A inizio degli Anni Ottanta la grande crisi: lo Spezia finisce in D, viene ripescato. L'imprenditoria cittadina non riesce più a sostenere l'onere di una squadra di calcio. Arriva un imprenditore esterno, Pietro Rossetto, chiama Carpanesi in panchina (profeta in patria), costruisce una formazione straordinaria con Borgo e Pillon (attuale allenatore del Chievo). Conquista la C1 davanti a diecimila spettatori che riscoprono la voglia di calcio che si vive alla Spezia. Ma la società fallisce. Con i libri in tribunale si conquista la promozione.
Spezia inizia a sognare e trova un imprenditore voglioso, Mimmo Mastropasqua.

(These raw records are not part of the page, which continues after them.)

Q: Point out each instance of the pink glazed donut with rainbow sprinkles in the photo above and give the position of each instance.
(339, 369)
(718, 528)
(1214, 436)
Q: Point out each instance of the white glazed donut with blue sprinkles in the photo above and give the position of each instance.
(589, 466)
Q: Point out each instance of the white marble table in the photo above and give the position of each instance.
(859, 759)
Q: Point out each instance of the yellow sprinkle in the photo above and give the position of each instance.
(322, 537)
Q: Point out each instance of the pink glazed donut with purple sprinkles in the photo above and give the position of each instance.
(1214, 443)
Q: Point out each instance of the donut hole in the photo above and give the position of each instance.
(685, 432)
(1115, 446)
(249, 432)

Nella stagione 1988-89 il sogno della B si infrange a mezz'ora dalla fine del campionato: gli aquilotti, a Lucca, perdono 3-1 alla trentaquattresima giornata. Inizia un nuovo declino. Anni appena sufficienti, poi mediocri, poi drammatico: Spezia di nuovo in C2. Fino al 2000 quando arriva una Triade di dirigenti milanesi, Zanoli, Trevisan e Viganò. Portano Mandorlini in panchina, costruiscono una formazione straordinaria che vince il campionato senza neppure una sconfitta. In C1 aquilotti protagonisti. Ma la B sfuma, per due volte, ai play-off.
Inizia l'era-Inter. Moratti acquista una fetta dello Spezia, arriva la vittoria della Coppa Italia di serie C. Della B non c'è traccia, anche se nel frattempo viene riconosciuto allo Spezia lo scudetto conquistato in tempo di guerra. È qualcosa.